Yoleri, geri gönderme merkezlerinde de birçok sorun yaşandığını dile getirdi. “Şikâyet için emniyete veya devlet kurumlarına giden mülteciler suçluymuş gibi gözaltına alınıyor ve geri gönderme merkezlerine gönderiliyor. Bu merkezlerdeki koşullar hapishanelerden daha kötü. Mülteciler hukuki yardıma ve aileleriyle iletişime erişemiyor. Keyfi uygulamalara maruz kalıyor. Sınır dışı kararlarına itiraz için 7 günlük süre tanınıyor. Ancak bu süre içinde avukata veya aileye ulaşmak neredeyse imkânsız. Kötü muamele ve işkence iddiaları da sıkça gündeme geliyor” dedi.
“ÇÖZÜM ÖNERİLERİ”
Savaşların göçlerin en büyük nedenlerinden biri olduğunu kaydeden Yoleri, Ortadoğu’daki savaşların devam etmesi halinde kitlesel göçlerin kaçınılmaz olduğunu belirtti. Yoleri, şunları söyledi: “Göç yollarında cinsel saldırılar, istismar ve insan tacirlerinin eline düşme gibi risklerle karşı karşıyalar. Türkiye’de İstanbul Sözleşmesi’nden çekilme, mülteci kadın ve çocukların korunmasını zorlaştırdı. Erken yaşta evlilikler, kız çocuklarının ticarete konu edilmesi, fuhuşa zorlanma ve organ ticareti gibi sorunlar devam ediyor. Eğitime erişimdeki zorluklar ve sağlık hizmetlerindeki yetersizlikler özellikle anne ve bebek sağlığını tehdit ediyor.”

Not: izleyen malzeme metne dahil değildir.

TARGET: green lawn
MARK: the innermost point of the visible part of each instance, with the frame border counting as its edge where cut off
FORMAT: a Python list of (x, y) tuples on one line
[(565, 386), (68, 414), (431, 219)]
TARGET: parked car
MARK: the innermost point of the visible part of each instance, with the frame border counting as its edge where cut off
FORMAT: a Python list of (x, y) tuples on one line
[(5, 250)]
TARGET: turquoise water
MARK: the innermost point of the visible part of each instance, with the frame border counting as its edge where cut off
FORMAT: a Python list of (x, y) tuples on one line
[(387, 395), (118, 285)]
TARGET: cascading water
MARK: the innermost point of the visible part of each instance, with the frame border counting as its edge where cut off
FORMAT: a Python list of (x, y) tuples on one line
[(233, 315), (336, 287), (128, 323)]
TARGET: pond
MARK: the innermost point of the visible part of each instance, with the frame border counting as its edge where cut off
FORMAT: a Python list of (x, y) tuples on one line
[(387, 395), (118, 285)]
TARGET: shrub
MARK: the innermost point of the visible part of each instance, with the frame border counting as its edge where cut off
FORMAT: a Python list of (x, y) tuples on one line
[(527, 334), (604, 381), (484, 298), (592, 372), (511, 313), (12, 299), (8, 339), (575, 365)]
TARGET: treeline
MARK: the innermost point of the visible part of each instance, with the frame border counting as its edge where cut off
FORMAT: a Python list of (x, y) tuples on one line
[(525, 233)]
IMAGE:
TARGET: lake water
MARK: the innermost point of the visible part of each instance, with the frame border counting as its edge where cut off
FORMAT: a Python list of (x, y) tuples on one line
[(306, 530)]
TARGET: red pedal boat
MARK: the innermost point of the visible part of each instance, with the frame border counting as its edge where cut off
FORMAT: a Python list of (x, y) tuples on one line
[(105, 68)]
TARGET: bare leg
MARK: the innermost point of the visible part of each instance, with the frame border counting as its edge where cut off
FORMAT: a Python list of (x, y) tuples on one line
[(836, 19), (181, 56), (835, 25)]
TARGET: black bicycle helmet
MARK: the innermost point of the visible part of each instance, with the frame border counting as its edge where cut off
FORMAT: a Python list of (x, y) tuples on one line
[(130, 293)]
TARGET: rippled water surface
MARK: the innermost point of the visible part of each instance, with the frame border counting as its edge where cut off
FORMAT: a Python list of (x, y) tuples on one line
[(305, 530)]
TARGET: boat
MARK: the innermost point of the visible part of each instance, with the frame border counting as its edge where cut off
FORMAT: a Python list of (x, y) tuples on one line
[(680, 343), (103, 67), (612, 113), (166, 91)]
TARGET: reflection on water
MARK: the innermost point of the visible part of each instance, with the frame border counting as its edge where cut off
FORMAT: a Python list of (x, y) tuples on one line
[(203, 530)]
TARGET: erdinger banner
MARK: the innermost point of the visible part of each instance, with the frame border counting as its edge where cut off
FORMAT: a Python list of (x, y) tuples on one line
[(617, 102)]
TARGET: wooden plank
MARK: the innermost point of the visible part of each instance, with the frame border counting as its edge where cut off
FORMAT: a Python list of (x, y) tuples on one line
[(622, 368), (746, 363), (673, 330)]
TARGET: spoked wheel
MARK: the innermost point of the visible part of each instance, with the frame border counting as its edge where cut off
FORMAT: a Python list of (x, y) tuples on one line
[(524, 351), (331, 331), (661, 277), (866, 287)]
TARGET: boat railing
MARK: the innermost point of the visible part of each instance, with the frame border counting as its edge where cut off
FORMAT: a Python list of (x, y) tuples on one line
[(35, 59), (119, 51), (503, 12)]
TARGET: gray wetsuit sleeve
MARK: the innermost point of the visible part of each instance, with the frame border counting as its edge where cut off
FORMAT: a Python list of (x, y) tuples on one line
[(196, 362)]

Yoleri, sözlerini şöyle sürdürdü: “Mülteci sorunlarının çözümü için sığınma hakkının tereddütsüz bir şekilde kabul edilmesi gerekiyor. Türkiye’nin iç hukukunda ve uluslararası sözleşmelerde tanımlı bu hak sağlıklı bir şekilde uygulanmalı. Göç ve mülteci politikalarının insan hakları temelli oluşturulması, çalışma izni, eğitim ve sağlık erişimindeki kısıtlamaların kaldırılması şart. Kadınlar, çocuklar ve engelliler gibi kırılgan gruplar için özel koruyucu mekanizmalar geliştirilmeli. Türkiye’nin 1951 Cenevre Sözleşmesi’ne koyduğu coğrafi çekince kaldırılmalı. Böylece Asya ve Afrika’dan gelenlerin mülteci statüsüne erişimi sağlanmalı. Bu adımlar, mültecilerin yaşadığı sorunların kısmen aşılmasını sağlayabilir.”